Authorities had announced the extension of the inoculation programme last week, but only the German-made BioNTech vaccine is available for the younger age group. The mainland-developed Sinovac vaccine is only available to those aged 18 and up.

One 15-year-old who had his vaccination at the Sun Yat Sen Memorial Park Sports Centre told RTHK getting the jab was very quick and staff there had been helpful.

He said he wanted to get the vaccination because he plans to return to Europe over the summer, and hopes to return without needing to undergo quarantine.

“It’s a very small percentage of people who have very severe side effects, so I’m confident,” he said. “It’s also to just do my part to vaccinate, and hope that I don’t infect other people and they don’t infect me – that way we can all go back to normal soon.”
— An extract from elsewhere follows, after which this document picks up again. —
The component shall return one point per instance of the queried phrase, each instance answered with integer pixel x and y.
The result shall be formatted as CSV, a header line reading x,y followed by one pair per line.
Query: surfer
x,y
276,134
“I think we need to do our part for this, we all need to get vaccinated if we can, and I think Hong Kong is giving a big opportunity to everyone,” the boy’s mother said.

“In Europe, people are dying… they really want a vaccine. India is also very bad. We are glad to be here, and we are glad that the government is providing all this for everyone,” she added.
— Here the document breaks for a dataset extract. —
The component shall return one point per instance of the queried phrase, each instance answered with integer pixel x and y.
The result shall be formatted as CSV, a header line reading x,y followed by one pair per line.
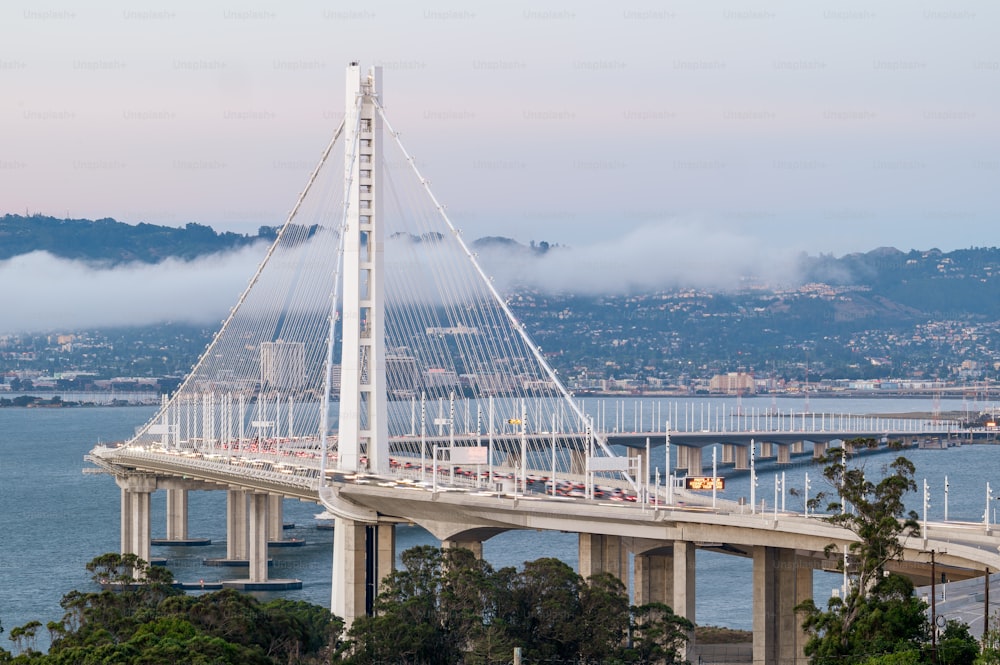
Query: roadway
x,y
465,513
Another 15-year-old at the same vaccination centre said he wanted to get the jab at the first opportunity as there might be a shortage of vaccines later.

“I just want to help because after getting vaccinated we can get back to normality earlier,” he said.

A teenager that RTHK spoke to at the Kowloon Tong vaccination centre said she wasn’t too worried about side effects, as the rest of her family didn’t have any symptoms when they were inoculated.

“I think most of my classmates are getting it, also as soon as possible, because some of them are travelling and so if you get the jab, you have one week less of quarantine. And most of them want to go see their families in the summer,” she said.

“I believe we need to have the vaccination so we can progress to the next level, and the whole country, the whole world, can move on,” added her mother, who is a doctor.

Hong Kong launched its Covid-19 vaccination drive at the end of February, but the take-up rate has been sluggish and hopes of reaching “herd immunity” – with around 70 percent of the population inoculated – have wavered.

Latest government figures show that just over a quarter of the city’s population has had their first dose of the two-dose regimen, and just under a fifth have been fully vaccinated. Around 40,000 doses have been administered per day over the past week.

Officials are urging people to vaccinate as soon as possible, and a ticker on the government’s Covid vaccine website says there are just 79 days remaining for people to get the first dose of a vaccine at a community vaccination centre.